For the modern business leader, the advantages are clear. Operational consistency, faster delivery speeds, and the removal of human error are all great perks that the technology brings. However, it is a form of AI that is still in its infancy. Business leaders will carefully balance risk and reward if they want to gain the most out of agentic AI solutions.
FAQs
What’s the difference between an AI agent and a chatbot?
A chatbot is primarily focused on offering responses to customer queries by retrieving information and answering questions based on a script or database. An AI agent is designed to act rather than just respond; it contains an internal structure that allows it to plan a series of steps and execute them to complete a goal or objective, often through interaction with multiple agents.
Do AI agents replace human employees?
While some entry-level, high volume repetitive roles are being phased out, it is much more common to see AI agents augment human employees’ output rather than replace them outright. Many AI applications still require considerable human-in-the-loop inputs. And employees are now often spending time as orchestrators rather than simple task-doers.
What data systems do we need before deploying an agent?
AI agents are more effective when your business systems are composed of micro-services that expose very specific APIs. Your company knowledge bases should be fully up-to-date and accurate. Finally, you should have a fine-grained security model that will allow you to clearly control what the agents can and cannot do. This way you ensure agents are only accessing what they need in order to complete their objectives.
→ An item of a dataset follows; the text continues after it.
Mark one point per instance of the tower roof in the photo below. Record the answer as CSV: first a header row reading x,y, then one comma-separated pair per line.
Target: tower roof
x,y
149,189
How do we measure ROI from agents?
Some of the key metrics to monitor when determining potential ROI on AI agents include reductions in work process cycle time and an improved percentage of task success rates You can look for a reduction in hand-off times, an increase in total throughput rates. Longer term, you can evaluate the ratio at which your revenues and costs are scaling together. Agentic workforces should allow your costs to scale at a lower ratio to revenues.